“After the deep monochromatic textures of ‘Fieldem’ and the gradually evolving impressions of hope in ‘Lost Rites’ we now conclude the Silent Vigils trilogy of albums for Home Normal with ‘Wake’, an exceptional celebration of new life and boundless spirit.

With Małgorzata Łapsa-Malawska once again providing her singular visual counterpoint, Stijn Hüwels and James Murray’s three vigils arrive now at their perfectly formed conclusion, offering an uplifting and timely salve for these troubled times.”

Good things always have to come to an end. Gathering that this is the final part of the “Fieldem / Lost Rites / Wake” trilogy it is a fitting way to go out on. But then when I re-read the sentence that refers the end of the trilogy of albums for Home Normal there is a little hope for me that all is not lost. For people that don’t listen to this kind of music it doesn’t make sense. They miss all the subtleties and the complexities, after all my family are one to comment that I don’t listen to music, I only listen to sounds. But for those of us the appreciate these forms of music will know that after listening to an album such as “Wake” that you know you are listing two musicians who have developed a musical language both singularly and together, that makes for a captivating listen.

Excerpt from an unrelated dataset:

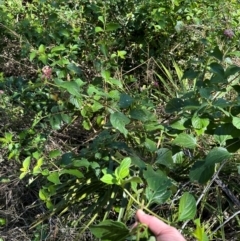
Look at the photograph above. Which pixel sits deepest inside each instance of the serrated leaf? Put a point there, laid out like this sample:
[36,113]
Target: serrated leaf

The quality of the album that sticks in my mind is how vibrant the music sounds. Some drone related works can be thin with their dynamics and that is not an issue here. This has been a hallmark of the duo going back to some of the tracks on their debut album “Fieldem”. The releases have all had small numbers of pieces with longer lengths and this is their strong suit as they are able to create these works that are organically sounding and constantly evolving. A perfect example of this is how “Mokugomi” grows from tentative beginnings. Another noted quality is the way in which the pieces are layered resulting in a depth of sound which you can then choose to follow certain motifs.

The duo are not afraid to aim for the epic moments as witnessed on the previously mentioned “Mokugomi” and “Munhitsu” which have an orchestral like feel in the way the music soars. That said, when they strip it all back for a trip through gentle, minimal beauty on “Unborn” the music has the same sort of effect, one in which the listener is taken on a journey. Going back to one of the drawbacks of the Drone genre is the way that the pieces can sound a bit samey – that is ok for The Ramones, but within this genre it can come of as flat and uninspired. With “Wake” this is so not the case. All four pieces stand on their own individually and together they create a solid album that will be pushing it’s weight around come end of year lists time.

I hope that this is not the last that we hear from Silent Vigils, but if it is, gentlemen take a bow. “Wake” is available on CD (limited to 200 copies) and Digital through the ever reliable (showing my bias, I know) Home Normal label and if you haven’t guessed it by now, it is very much recommended.